Thursday, October 18, 2012

Update, More On Barefoot Running, And Common Leg Injuries

Update, More on Barefoot Running, and Common Leg Injuries

Tuesday: Another lap on the Elk Creek, D2, Zoom loop. Same time as last time, 1:08 for 12K and 1,400'

Wednesday: 15K up Creekside, Leland, Fools Creek and back down Flume. 1:21 - lots of snow and ice on the trail from the storm the previous night. A little tricky running on the ice, but fun, cold, and quiet.

Thursday: 12K up Zoom and then along the secret trail. Followed it for a ways, then dropped onto an old road and took that back to Leland, then down Sunken. The beginning of the secret trail is hard to find as they logged the first 200 feet or so, but the rest of the trail is solid and fun. Ran past Jack's Zig Zag and some other cool trail features. 1:11 at a casual pace.

Some new studies were just published. Both are meta studies, and don't really offer any new data or conclusions. The first looked for evidence of a forefoot strike pattern among barefoot runners. After a meta search they found that there is just not enough scientific evidence on barefoot running at this point to make any conclusions. However, they did find that there are data lending support to the argument that runners should use a forefoot strike pattern in lieu of a heel strike pattern to reduce ground reaction forces, ground contact time, and step length.

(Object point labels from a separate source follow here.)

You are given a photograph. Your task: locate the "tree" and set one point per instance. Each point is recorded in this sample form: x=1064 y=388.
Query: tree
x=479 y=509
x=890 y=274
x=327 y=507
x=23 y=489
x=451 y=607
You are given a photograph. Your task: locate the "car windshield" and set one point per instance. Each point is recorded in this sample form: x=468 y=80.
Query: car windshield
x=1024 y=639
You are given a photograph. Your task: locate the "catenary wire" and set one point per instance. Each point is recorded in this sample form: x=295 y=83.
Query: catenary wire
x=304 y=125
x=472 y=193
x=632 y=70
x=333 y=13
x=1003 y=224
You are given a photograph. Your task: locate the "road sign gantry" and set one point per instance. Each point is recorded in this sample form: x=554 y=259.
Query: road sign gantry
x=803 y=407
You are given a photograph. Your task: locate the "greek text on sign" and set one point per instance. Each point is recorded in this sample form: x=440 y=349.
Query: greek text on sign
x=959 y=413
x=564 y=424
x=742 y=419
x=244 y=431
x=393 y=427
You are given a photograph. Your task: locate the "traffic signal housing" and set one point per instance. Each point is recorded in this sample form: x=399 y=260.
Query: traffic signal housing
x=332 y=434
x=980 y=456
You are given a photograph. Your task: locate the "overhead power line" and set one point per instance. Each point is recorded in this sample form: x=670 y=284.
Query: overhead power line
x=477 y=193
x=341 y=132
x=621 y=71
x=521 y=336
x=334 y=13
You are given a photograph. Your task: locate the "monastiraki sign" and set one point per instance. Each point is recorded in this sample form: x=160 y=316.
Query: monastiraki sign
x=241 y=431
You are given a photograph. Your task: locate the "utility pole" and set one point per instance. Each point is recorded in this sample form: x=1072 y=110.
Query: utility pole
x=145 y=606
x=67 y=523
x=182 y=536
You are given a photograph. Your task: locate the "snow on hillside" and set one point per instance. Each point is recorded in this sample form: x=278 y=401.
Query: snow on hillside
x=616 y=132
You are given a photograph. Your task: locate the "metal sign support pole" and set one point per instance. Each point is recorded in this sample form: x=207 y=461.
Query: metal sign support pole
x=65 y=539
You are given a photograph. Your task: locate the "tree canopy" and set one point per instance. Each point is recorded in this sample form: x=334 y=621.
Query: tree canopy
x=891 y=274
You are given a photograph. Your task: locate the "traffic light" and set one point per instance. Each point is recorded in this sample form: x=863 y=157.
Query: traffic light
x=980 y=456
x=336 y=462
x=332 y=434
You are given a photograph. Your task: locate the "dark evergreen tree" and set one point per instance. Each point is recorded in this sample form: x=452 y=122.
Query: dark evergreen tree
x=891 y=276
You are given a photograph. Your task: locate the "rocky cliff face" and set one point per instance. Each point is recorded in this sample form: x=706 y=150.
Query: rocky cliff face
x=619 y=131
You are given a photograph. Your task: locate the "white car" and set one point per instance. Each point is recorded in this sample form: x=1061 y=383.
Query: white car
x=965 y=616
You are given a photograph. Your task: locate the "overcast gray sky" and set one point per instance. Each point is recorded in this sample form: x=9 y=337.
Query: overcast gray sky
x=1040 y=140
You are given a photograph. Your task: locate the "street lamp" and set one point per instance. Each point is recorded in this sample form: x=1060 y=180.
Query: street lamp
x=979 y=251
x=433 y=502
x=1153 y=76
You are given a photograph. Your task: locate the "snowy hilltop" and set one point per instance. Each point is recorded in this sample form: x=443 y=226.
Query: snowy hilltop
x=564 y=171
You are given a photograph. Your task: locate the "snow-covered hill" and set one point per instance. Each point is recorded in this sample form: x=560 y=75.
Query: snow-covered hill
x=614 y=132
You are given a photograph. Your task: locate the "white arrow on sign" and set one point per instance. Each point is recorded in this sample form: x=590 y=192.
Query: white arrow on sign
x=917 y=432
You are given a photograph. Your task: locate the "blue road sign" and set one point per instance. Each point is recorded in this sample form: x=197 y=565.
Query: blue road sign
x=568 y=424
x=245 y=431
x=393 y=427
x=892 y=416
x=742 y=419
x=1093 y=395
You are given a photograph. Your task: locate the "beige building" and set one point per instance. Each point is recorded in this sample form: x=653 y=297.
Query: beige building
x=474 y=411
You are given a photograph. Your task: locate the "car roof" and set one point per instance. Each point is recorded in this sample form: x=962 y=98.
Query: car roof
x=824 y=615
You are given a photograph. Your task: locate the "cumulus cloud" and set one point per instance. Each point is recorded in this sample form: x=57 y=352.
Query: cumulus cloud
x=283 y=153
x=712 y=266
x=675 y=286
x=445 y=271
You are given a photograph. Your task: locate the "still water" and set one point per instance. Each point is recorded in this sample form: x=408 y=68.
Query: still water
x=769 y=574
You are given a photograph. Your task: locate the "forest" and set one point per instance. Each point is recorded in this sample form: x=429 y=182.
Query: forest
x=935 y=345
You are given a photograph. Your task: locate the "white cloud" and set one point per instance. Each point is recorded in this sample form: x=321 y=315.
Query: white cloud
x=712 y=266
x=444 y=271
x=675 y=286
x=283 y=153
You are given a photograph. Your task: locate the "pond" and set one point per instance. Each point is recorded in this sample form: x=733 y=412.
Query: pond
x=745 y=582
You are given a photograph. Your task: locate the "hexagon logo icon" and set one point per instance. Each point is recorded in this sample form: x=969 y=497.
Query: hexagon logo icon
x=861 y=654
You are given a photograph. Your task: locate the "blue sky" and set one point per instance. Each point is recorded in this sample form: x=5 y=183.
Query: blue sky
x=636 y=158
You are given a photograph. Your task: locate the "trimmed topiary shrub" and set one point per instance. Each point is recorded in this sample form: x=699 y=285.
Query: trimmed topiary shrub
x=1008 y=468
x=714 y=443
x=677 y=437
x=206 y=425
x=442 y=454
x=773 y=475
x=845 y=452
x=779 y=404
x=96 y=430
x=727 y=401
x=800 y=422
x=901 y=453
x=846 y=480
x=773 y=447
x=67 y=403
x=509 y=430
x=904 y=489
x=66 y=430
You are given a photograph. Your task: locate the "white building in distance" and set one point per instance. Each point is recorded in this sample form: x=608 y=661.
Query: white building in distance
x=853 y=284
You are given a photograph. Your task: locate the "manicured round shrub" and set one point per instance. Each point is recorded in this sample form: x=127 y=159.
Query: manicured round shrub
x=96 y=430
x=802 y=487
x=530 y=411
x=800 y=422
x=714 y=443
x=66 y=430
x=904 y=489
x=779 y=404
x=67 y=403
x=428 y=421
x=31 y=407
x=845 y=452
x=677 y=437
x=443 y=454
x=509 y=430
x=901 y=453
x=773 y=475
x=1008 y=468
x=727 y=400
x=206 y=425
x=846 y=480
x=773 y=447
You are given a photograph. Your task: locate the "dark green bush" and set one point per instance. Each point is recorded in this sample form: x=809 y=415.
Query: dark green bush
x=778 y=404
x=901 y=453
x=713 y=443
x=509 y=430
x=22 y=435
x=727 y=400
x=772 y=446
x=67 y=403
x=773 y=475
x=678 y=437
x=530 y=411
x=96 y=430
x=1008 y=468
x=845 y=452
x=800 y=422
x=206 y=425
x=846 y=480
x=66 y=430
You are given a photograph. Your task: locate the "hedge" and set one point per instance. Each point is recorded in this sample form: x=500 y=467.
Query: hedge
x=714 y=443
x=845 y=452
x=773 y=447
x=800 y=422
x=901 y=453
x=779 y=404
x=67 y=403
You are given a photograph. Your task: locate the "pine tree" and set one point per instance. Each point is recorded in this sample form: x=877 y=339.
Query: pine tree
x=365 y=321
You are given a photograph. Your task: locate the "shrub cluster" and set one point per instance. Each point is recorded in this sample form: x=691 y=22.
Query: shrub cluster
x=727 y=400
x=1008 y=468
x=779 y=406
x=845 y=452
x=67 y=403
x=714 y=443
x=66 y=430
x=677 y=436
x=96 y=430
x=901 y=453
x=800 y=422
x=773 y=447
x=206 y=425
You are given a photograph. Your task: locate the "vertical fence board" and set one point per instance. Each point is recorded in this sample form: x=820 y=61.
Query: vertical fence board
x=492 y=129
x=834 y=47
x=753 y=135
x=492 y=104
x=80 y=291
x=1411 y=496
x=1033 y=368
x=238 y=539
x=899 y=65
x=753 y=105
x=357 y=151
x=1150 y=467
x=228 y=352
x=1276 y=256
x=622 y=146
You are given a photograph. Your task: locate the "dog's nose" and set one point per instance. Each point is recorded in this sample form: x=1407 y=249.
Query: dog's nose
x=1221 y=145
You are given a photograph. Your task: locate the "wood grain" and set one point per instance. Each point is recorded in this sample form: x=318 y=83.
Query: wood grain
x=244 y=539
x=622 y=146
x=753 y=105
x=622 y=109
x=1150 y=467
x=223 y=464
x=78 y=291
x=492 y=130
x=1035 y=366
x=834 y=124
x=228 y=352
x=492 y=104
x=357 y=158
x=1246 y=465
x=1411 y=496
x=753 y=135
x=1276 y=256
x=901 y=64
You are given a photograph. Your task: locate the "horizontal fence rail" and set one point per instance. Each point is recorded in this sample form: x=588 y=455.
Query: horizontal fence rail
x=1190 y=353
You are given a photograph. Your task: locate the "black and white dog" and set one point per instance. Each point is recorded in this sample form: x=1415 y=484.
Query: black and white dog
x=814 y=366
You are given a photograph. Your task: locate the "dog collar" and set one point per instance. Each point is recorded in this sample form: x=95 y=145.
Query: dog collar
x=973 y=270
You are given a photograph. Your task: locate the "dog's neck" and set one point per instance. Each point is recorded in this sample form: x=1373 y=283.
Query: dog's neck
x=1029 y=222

The second study looked at common running injuries in the legs of long-distance runners (anything over 3,000m).  They found that leg pain due to bone, musculotendinous, and vascular causes are common among long-distance runners, and that tibial stress fractures and medial tibial stress syndrome can sometimes be prevented and/or treated by correcting biomechanical abnormalities. On the other hand, exertional compartment syndrome and popliteal artery entrapment syndrome are caused by anatomic abnormalities and are much more difficult to treat without surgical correction.